KONTAKTLISTEN: Woidke rief die Brandenburger dazu auf, keine falschen persönlichen Angaben auf Listen in Gaststätten zum Nachverfolgen möglicher Kontakte bei Infektionen zu machen. «Häufig ist der Name falsch oder es steht «Dagobert Duck» oder «Schnatterinchen» in der Liste», kritisierte er. Die Listen könnten im Notfall immens wichtig sein. Die Länder-Ministerpräsidenten beschlossen dafür ein Mindestbußgeld von 50 Euro. Woidke sagte, Brandenburg habe schon jetzt die Möglichkeit für Bußgelder von 250 Euro bis zu 10 000 Euro je nach Schwere des Verstoßes.

REISEN: Der Ministerpräsident riet von weiten Reisen vor allem in Risikogebiete ab. Es sei am besten, zuhause zu bleiben, empfahl Woidke. «Die zweitbeste Variante ist, Urlaub in Brandenburg zu machen.» Er appellierte an die Verantwortung der Bürgerinnen und Bürger und rief dazu auf, sich an Hygieneregeln und den Mindestabstand von 1,50 Meter zu halten. «Wir sind in einem Marathonlauf, von dem wir nicht wissen, wie lange es noch bis zum Ziel ist», sagte Woidke.
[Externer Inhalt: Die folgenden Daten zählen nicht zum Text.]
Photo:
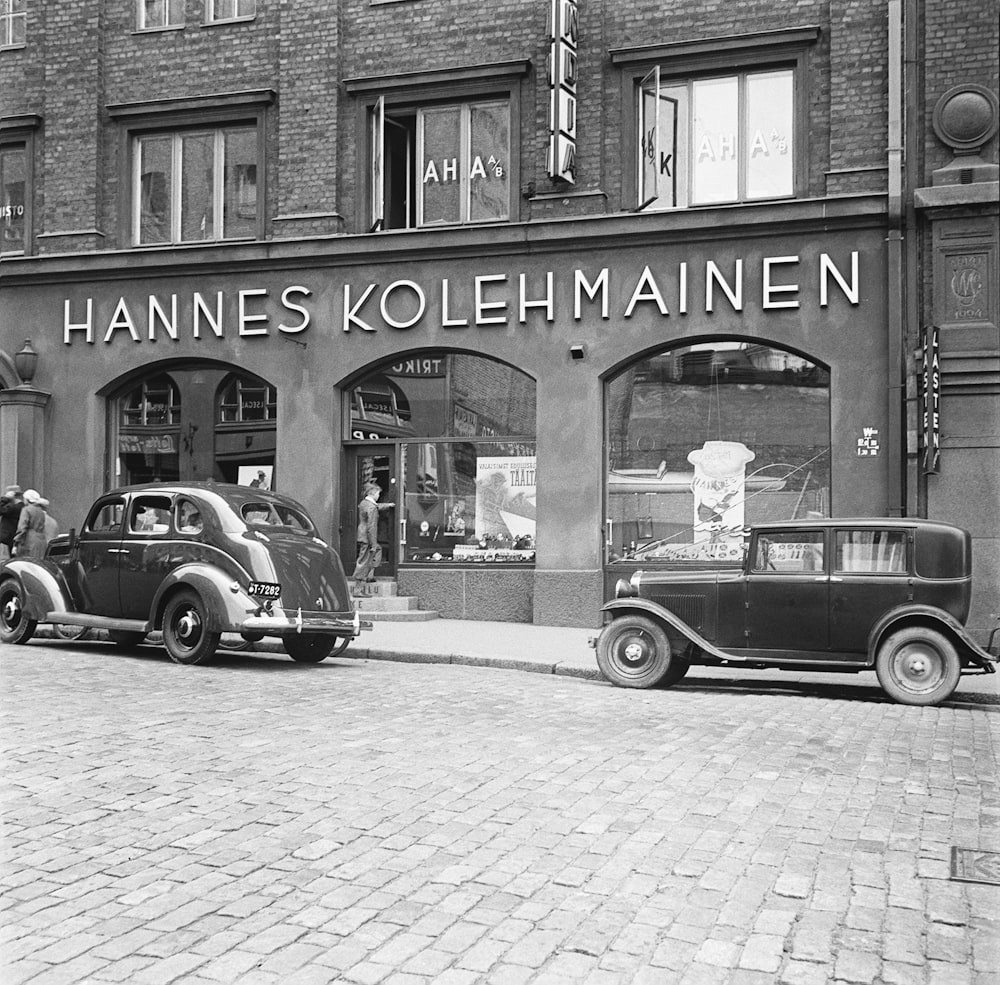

KENIA-KOALITION: Die Spitzen der Koalitionsfraktionen von SPD, CDU und Grünen zeigten sich zuvor skeptisch gegenüber Verschärfungen der Corona-Regeln. «Ich denke, wir haben einen guten Regelungsmix. Wir müssen für die Einhaltung der Regelung werben», sagte SPD-Fraktionschef Erik Stohn. Er habe «kein Verständnis für Maskenmuffel», aber Masken auf öffentlichen Plätzen halte er nicht für notwendig.

Der CDU-Fraktionsvorsitzende Jan Redmann betonte: «Wir wollen neue Beschränkungen im Alltag vermeiden.» Die Entwicklung der Ansteckungen mit dem Coronavirus sei in Brandenburg noch beherrschbar, die bestehenden Regeln müssten aber ernster genommen und strenger kontrolliert werden. Grünen-Fraktionschefin Petra Budke konnte sich schärfere Regelungen für Landkreise und kreisfreie Städte vorstellen, deren Zahlen der Neuinfizierten einen bestimmten kritischen Grenzwert überschreiten.